Let me state this again: children are a LOT OF WORK. They have to be fed, cleaned, changed, dressed, entertained, kept from harm, and kept from harming each other. They make MOUNTAINS of laundry that has to be sorted, washed, dried, and folded while they are literally underfoot (or climbing into the dryer). They can’t seem to eat without getting food on at least 3 other surfaces (not including themselves and their table/tray).

And before you say “well, daycare/nannies/baby sitters do the same things” let me remind you that THOSE PEOPLE GET PAID. They do their job, and then they go home. Let me say that again: they do their job, get paid for it, then go home. SAHPs don’t get paid. And there isn’t a break. There isn’t a break in the evenings. Or the weekends. Our job surrounds us 24 hours a day. Could you do your “real” job 24 hours a day? On call throughout the night? Do you go on vacation and take your job with you? If you want to go somewhere and have someone do your work for you do you have to pay them to do it? Because that is the reality of having children. Of “not working”.

Oh, and I forgot about sick days. There are no sick days when you stay at home. There is no refuge to escape to lay around and feel better before you have to go back to work. There is no leaving early or compensation for not being able to function properly. You wake when your children wake whether or not you’re up to it. You still have to feed them, change them, and keep them safe all while feeling like death warmed over.

Now before you get defensive and say that working parents don’t experience these things understand that I am aware of what working parents experience as I worked outside our home full time when my son was a baby. Plus I worked flex hours so sometimes I was home in the mornings and sometimes in the evenings and hardly ever on weekends. Parents who work outside the home are still parents. This isn’t about debating the merits of working outside the home or working within it. And I understand that working outside the home can be grueling and exhausting and the last thing you want to do sometimes when you get home from work is work some more. Because being a parent IS a job. It’s a life-long career.
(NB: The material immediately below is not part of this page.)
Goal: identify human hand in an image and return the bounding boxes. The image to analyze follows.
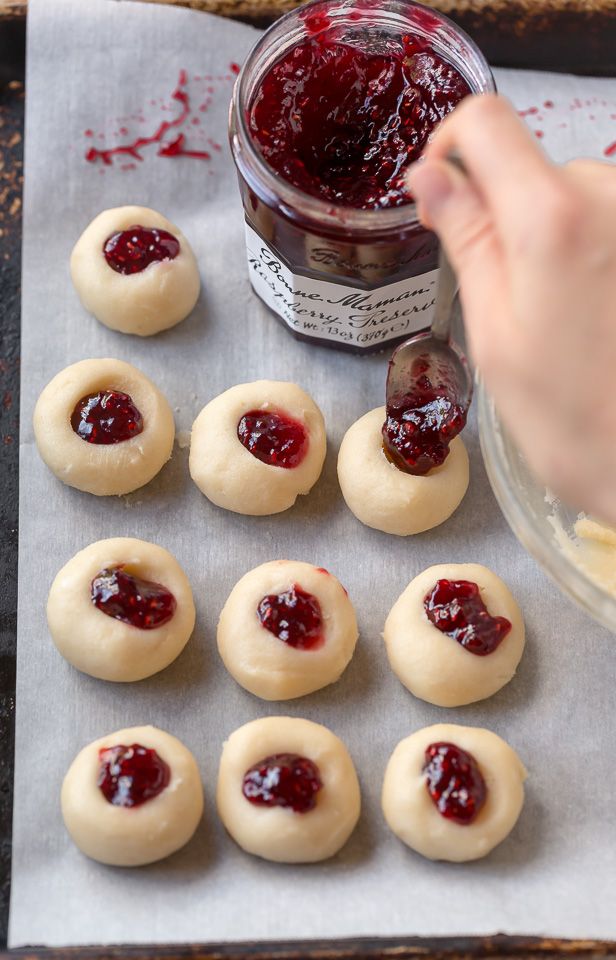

Yes, I chose to be a parent. Yes, I accepted everything it entails. No, I don’t think I deserve a medal for being a mom. Or for choosing to be a stay-at-home-mom. But I do deserve the same amount of respect for people who work outside the home. I still provide for my family. I am raising our children. I get paid in hugs and kisses and seeing every “first”. I was raised by a SAHM. Her input into my life was incredibly valuable to me. Her time investment into her children was priceless. As is my investment into my own children. And that makes every bit of it worth it. Even if there are days I consider packing my rucksack and striking out to greener pastures. Because all parents feel that way at some point. My time spent at home with my children should not be belittled. It should not be seen as a “sacrifice” or a permanent vacation. I HAVE a real job. Probably the most real job there is. My job is raising tiny humans to become compassionate, strong, functioning adults. My job is raising our future. And there is no job more important than that.